Na Argentina, inflação e dólar batem novos recordes
Com suas reservas internacionais derretendo, a Argentina busca desesperadamente recursos para continuar pedalando a economia até pelo menos as eleições de outubro.
A mais recente injeção de recursos virá da Arábia Saudita, cujo Fundo de Desenvolvimento criado para financiar projetos em economias emergentes decidiu liberar uma linha de financiamento para o país. Serão US$ 500 milhões para projetos de infraestrutura, entre eles o gasoduto Néstor Kirchner.
A falta de confiança no governo de Alberto Fernández empurra o dólar paralelo para novos recordes, atingindo 400 pesos. A desvalorização cambial por sua vez retroalimenta a inflação, que bateu nos 7,7% em março. No acumulado em 12 meses, a taxa está em 104,3%, a maior desde 1991. Os aumentos de preços já superam os da Venezuela, colocando a Argentina no posto de país com a maior inflação no continente.
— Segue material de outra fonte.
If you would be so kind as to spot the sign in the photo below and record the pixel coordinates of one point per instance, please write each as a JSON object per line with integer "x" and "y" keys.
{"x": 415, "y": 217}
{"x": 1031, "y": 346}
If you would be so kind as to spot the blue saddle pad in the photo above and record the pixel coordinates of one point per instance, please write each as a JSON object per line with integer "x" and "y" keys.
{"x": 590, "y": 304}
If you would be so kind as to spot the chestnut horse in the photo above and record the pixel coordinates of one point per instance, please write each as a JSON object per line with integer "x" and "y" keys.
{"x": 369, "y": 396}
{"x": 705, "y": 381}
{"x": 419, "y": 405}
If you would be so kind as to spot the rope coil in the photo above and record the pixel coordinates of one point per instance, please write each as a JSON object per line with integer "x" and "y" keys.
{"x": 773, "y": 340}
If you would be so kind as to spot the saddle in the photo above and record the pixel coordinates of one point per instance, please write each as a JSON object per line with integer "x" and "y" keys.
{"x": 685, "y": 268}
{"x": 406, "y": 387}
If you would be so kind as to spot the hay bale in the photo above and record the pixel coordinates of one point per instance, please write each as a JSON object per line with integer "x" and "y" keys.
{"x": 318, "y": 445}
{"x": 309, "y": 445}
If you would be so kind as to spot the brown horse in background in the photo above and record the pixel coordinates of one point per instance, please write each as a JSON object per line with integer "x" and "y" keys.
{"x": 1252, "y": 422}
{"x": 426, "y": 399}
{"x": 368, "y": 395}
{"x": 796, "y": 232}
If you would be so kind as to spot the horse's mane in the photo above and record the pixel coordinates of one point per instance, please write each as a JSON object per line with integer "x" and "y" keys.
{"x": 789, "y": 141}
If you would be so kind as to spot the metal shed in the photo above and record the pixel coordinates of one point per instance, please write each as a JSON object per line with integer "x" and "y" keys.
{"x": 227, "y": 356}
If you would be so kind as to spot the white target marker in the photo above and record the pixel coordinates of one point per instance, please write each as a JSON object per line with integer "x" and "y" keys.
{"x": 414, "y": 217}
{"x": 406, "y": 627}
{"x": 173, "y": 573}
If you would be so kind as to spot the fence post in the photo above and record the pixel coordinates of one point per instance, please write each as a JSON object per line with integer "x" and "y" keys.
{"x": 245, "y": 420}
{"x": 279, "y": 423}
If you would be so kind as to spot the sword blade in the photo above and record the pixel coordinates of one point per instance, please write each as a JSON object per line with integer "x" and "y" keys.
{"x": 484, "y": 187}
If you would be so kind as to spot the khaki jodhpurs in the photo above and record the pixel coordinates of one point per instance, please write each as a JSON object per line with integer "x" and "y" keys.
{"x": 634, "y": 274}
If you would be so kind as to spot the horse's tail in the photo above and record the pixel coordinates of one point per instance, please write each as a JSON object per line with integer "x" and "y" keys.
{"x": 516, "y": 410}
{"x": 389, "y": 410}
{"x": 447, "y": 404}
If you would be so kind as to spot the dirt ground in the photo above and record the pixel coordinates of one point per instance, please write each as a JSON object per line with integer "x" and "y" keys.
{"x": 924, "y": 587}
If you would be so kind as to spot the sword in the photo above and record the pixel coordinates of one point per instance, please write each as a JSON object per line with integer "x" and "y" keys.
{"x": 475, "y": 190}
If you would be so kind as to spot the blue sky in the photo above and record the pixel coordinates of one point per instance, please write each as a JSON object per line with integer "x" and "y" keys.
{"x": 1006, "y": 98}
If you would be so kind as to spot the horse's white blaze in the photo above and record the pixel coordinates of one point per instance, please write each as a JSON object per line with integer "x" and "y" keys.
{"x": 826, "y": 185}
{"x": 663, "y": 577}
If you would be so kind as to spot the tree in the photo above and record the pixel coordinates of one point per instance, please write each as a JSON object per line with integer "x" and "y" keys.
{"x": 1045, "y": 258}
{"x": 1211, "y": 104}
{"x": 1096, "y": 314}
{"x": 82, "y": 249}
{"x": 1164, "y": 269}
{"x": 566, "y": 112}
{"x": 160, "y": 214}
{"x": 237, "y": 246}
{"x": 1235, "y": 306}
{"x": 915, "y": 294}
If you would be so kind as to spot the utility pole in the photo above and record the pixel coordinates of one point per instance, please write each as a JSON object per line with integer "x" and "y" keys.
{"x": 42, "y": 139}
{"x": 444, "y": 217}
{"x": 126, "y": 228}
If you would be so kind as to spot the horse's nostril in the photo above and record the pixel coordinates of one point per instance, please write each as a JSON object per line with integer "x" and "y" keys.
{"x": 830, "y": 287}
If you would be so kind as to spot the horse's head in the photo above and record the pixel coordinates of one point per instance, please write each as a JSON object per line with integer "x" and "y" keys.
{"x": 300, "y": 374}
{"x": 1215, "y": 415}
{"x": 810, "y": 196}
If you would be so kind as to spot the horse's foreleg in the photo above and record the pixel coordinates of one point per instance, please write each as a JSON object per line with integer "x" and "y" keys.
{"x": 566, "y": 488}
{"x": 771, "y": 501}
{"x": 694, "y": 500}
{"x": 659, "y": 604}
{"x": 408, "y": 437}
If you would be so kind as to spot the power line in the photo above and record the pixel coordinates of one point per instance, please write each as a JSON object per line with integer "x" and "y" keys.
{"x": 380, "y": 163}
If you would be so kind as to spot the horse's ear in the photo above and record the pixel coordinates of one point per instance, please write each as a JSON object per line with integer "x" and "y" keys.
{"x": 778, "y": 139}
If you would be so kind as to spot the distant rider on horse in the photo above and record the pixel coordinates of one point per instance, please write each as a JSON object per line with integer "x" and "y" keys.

“O número que vimos hoje representa o pior momento do impacto da guerra nos preços internacionais e da pior seca da história do país,” disse a porta-voz da Presidência, Gabriela Cerruti, fingindo que o problema é todo exógeno. Difícil será convencer a população castigada pela carestia e retração na atividade econômica.
Sergio Massa, o superministro da Economia, está em Washington para as reuniões de primavera do FMI e do Banco Mundial e busca alternativas para recuperar o caixa de seu país. O acordo com os sauditas foi selado em um encontro com o sultão Abdulrahman Al-Marshad, o CEO do fundo. Não foram oferecidos detalhes sobre as condições e garantias do empréstimo saudita, mas foi um gesto raro nos últimos meses.
Desde seu calote mais recente nas dívidas de investidores privados, em 2020, a Argentina tem encontrado as portas fechadas quando sai ao mercado. Além do dinheiro saudita, Massa conseguiu até o momento um aporte de US$ 600 milhões do BID, em recursos que deverão ser destinados à área de saúde. Outros US$ 950 milhões devem vir do Banco Mundial para programas em educação principalmente. São recursos com destino específico, que pouco contribuirão para reforçar as reservas líquidas em moeda forte.
Oficialmente, as reservas estão em US$ 38 bilhões. As reservas líquidas, no entanto, representam uma fração desse valor e o governo oferece poucos detalhes a respeito, o que apenas aumenta a insegurança dos investidores. Analistas locais estimam que os valores líquidos ficam ao redor de US$ 6 bilhões. Uma boa fração do saldo declarado é na verdade swaps feitos com instituições chinesas.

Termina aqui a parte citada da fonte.